If a child is raised in an environment where the veracity of his/her thoughts and feelings are frequently called into question, then a widening gyre of unreality exponentially widens as she grows up. In the first part of this essay, I will explore the relationship between this early experience and its relationship to the capacity to think and create, using the metaphor of what I call “psychic exuviae”. In part two, I shall describe ways in which people who have experienced adverse childhood experiences can foster ways of being which can help them to make sense of their experiences, and within which anxieties felt to be hitherto unbearable, can be tolerated.

“Children not infrequently observe scenes that parents would prefer they did not observe; they form impressions that parents would prefer they did not form; and they have experiences that parents would like to believe they have not had. Evidence shows that many of these children, aware of how their parents feel, proceed then to conform to their parents’ wishes by excluding from further processing such information as they already have; and that, having done so, they cease consciously to be aware that they have ever observed such scenes, formed such impressions, or had such experiences. Here, I believe, is a source of cognitive disturbance as common as it is neglected” (Bowlby, 1979, italics my own).

Perhaps because of Bowlby’s partial rejection of psychoanalytic epistemology at the time, combined with his enthusiasm for cognitive psychology, he ergo placed too much emphasis on cognitivedisturbance due to environmental experiences, and, because of this “cognitive turn”, neglected to consider the role of intra-psychic dynamics, and their role in said disturbances.
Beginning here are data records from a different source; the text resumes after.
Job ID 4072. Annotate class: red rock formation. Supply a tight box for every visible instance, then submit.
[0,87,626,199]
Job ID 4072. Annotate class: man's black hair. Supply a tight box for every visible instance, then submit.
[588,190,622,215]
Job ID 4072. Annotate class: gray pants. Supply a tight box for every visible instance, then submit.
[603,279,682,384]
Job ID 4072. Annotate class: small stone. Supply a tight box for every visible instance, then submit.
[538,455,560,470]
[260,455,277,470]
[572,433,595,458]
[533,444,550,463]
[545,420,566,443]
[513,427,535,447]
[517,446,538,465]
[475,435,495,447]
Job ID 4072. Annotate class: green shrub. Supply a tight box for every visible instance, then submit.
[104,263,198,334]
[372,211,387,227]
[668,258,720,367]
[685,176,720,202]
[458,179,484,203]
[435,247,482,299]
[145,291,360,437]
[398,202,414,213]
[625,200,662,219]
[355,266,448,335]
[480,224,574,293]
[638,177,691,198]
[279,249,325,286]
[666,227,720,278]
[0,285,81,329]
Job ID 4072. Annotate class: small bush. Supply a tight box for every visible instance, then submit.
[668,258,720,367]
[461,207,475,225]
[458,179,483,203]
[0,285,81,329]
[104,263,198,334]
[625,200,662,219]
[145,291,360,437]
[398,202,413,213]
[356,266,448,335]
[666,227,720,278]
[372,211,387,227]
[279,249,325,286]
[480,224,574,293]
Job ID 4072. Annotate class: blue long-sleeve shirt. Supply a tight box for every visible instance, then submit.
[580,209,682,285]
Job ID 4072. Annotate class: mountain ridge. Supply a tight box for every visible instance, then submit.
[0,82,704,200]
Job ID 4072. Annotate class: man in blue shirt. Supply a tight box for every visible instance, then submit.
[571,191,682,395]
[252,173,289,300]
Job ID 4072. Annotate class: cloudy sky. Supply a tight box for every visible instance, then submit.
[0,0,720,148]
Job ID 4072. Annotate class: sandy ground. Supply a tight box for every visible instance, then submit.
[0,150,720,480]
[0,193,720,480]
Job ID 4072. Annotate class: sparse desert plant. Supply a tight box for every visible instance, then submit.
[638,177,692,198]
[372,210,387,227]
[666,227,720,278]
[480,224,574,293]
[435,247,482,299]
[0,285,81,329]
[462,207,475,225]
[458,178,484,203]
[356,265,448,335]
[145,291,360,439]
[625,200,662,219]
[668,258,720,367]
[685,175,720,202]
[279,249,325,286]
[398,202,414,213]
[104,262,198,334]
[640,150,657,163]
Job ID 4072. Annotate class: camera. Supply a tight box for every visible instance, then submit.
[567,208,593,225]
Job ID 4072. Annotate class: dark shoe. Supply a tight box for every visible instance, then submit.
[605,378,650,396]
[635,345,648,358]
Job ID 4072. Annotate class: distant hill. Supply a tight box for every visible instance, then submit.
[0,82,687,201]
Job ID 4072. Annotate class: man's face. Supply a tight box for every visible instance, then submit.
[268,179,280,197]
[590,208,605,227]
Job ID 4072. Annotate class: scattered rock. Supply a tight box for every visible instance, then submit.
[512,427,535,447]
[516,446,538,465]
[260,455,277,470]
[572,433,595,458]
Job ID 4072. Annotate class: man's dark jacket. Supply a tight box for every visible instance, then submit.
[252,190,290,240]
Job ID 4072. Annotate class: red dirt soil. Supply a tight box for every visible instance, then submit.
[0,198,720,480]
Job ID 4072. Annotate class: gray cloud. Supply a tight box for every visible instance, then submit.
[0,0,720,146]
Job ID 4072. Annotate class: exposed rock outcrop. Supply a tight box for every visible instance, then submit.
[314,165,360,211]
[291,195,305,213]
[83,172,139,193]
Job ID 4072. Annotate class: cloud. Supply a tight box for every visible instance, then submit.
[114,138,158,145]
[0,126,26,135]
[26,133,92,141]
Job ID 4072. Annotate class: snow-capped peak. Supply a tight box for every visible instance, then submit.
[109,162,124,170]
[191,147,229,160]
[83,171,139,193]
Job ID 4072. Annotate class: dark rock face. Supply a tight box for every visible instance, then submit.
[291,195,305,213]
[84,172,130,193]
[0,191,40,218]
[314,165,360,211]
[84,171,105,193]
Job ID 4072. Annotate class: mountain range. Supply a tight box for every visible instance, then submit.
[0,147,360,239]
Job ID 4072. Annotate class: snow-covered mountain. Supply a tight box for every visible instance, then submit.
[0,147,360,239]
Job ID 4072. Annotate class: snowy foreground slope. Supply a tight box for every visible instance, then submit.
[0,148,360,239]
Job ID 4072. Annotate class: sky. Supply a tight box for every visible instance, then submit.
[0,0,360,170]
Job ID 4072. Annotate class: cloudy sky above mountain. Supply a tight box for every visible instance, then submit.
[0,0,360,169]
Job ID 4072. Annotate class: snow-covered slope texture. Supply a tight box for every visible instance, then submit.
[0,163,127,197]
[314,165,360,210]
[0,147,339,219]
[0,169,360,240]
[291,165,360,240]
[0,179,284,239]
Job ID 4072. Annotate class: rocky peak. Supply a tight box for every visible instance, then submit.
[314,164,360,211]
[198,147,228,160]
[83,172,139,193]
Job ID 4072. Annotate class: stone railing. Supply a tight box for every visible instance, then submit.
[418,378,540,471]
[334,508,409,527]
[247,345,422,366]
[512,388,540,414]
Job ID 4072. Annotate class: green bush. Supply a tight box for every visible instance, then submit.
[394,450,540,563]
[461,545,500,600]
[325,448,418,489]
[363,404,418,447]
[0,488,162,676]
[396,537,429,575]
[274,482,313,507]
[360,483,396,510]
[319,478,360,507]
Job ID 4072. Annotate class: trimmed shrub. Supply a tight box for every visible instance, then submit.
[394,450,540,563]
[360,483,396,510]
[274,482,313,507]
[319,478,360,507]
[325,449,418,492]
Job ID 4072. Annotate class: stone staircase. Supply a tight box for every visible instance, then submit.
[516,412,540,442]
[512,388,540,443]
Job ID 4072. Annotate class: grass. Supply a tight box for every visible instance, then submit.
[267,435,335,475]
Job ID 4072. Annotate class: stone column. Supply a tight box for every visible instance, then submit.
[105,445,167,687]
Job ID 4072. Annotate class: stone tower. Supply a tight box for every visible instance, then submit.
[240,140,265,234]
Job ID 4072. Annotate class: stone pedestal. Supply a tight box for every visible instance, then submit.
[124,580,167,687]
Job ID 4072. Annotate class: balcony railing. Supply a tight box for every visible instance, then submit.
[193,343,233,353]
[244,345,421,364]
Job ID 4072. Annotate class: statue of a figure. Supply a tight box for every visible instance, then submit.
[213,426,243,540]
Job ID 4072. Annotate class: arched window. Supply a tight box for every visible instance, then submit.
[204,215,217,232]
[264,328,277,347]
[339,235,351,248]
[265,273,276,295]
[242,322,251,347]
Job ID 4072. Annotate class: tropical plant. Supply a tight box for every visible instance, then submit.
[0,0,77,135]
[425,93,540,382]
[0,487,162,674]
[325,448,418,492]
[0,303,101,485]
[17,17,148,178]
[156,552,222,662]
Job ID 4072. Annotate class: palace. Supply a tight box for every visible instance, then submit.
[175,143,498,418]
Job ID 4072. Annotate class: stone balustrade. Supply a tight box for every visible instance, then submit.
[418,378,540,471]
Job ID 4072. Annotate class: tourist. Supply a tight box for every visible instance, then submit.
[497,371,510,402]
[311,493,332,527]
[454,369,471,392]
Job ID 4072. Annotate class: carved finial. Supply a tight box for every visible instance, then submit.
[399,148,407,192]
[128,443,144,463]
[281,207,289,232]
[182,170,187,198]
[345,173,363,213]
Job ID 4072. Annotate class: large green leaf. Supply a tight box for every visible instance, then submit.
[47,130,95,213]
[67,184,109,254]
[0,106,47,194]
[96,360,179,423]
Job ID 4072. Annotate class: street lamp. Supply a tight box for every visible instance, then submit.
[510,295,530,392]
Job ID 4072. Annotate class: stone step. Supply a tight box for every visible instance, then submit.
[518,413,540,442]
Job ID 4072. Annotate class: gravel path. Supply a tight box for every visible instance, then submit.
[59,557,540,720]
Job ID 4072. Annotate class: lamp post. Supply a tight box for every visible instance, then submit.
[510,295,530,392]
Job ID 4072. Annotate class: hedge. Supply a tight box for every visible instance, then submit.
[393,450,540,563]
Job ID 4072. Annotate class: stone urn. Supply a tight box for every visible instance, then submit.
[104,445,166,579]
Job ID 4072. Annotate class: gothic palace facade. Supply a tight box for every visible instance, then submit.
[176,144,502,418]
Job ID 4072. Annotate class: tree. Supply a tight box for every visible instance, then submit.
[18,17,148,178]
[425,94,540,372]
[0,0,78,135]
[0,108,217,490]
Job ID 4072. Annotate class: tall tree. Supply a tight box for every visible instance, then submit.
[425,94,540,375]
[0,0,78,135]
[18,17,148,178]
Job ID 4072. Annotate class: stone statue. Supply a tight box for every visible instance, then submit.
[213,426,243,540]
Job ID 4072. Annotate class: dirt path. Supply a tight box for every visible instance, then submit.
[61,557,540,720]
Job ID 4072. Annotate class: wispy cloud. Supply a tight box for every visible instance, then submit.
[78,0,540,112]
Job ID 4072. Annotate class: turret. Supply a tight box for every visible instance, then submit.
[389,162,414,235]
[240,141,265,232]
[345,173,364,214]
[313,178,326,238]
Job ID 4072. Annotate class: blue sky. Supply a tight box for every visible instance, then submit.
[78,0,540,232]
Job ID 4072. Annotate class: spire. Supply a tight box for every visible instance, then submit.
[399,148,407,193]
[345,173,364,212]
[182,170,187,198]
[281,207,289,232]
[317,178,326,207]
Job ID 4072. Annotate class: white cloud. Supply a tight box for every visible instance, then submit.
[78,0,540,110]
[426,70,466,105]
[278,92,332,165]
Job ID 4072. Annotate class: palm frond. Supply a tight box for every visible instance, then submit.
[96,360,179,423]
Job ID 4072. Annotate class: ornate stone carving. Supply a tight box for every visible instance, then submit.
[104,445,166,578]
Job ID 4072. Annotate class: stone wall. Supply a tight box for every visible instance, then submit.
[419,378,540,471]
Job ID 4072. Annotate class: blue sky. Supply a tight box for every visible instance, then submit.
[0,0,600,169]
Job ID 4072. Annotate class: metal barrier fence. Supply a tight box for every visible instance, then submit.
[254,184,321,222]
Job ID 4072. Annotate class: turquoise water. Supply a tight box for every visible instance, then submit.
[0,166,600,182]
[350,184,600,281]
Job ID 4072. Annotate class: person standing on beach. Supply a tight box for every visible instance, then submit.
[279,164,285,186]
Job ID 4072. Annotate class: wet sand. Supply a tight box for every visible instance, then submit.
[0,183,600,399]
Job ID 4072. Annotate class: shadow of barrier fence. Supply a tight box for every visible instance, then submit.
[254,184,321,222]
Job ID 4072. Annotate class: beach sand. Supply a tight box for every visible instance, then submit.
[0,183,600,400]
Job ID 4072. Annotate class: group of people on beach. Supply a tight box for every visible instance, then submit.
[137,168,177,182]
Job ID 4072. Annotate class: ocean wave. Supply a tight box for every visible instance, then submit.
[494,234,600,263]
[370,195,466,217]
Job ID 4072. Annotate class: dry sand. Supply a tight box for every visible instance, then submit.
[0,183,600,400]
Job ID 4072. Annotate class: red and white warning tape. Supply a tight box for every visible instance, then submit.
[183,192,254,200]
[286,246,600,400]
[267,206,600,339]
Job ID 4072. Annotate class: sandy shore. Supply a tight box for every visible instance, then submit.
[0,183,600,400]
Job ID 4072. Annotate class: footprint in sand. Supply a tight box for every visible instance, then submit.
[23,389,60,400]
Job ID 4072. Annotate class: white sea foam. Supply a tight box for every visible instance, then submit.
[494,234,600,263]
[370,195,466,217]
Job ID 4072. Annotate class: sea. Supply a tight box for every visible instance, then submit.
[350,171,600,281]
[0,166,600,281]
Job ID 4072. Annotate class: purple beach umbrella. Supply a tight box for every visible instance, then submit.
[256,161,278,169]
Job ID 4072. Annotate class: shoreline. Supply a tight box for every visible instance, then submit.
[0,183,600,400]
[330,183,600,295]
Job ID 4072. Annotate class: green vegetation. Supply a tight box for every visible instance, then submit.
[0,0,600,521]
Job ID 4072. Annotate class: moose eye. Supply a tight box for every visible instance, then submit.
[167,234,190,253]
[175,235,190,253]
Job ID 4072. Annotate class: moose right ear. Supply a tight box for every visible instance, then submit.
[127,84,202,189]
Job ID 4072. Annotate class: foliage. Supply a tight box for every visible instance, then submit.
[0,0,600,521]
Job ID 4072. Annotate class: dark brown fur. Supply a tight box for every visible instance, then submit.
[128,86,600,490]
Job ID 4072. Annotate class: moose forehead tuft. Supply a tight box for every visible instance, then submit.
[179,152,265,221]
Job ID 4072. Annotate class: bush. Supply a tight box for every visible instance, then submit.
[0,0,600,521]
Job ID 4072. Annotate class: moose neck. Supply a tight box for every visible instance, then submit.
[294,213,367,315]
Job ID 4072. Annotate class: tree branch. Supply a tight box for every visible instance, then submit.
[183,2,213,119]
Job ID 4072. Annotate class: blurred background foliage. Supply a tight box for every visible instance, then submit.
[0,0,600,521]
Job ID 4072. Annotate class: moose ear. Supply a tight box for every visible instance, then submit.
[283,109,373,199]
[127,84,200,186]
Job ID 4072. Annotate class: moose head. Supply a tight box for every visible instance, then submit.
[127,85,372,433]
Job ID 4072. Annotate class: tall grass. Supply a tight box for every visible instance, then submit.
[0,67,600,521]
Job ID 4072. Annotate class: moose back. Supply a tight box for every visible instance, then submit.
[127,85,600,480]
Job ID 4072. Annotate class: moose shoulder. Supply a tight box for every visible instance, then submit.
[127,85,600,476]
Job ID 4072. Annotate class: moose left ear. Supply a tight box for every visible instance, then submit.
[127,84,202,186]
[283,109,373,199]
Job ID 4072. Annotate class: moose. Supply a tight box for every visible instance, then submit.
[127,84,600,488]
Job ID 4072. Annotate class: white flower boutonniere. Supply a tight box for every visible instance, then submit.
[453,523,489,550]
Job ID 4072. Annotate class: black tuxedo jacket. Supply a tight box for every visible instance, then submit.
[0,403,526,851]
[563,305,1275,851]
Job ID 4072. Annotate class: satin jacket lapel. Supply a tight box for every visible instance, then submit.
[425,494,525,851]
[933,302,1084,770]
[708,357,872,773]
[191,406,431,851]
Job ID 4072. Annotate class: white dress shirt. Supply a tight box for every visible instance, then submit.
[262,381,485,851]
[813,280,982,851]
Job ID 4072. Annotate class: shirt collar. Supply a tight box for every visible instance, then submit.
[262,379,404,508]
Let us begin though from this cognitive standpoint, and consider what it is that happens to a child’s nascent ego when she is told that something did not happen, or did not happen in the way that she experienced it. As Bowlby points out, the child needs to “exclude from processing” what has happened to her. Yet what I want to explore more fully here, are the actual mechanisms of this “exclusion”. I would argue that these cannot be accounted for at a cognitive level, because, as we will see, there is no cognitive apparatus available.

In the scenario which Bowlby adumbrates, the child must find a way to erase or evacuate the original thoughts she has had about it. This leaves a “gap” left in lieu where they formerly resided. This is a troubling confrontation with reality for the child, because she will come to understand that either a) this event did not happen at all (it was imagined and the gap remains), or b) it happened in a different way that the child perceived (a new substitute thought is placed in the gap). It is also important to consider what happens to this “gap” - the place in the mind which the original thought(s) inhabited (before the thought departed). For André Green, this gap becomes:

a “blank hole” in the mind, which not only acts as an inner void but also has a power of attracting all mental contents or thoughts that are linked with the main topic in the centre of the blank hole (Green, 1988).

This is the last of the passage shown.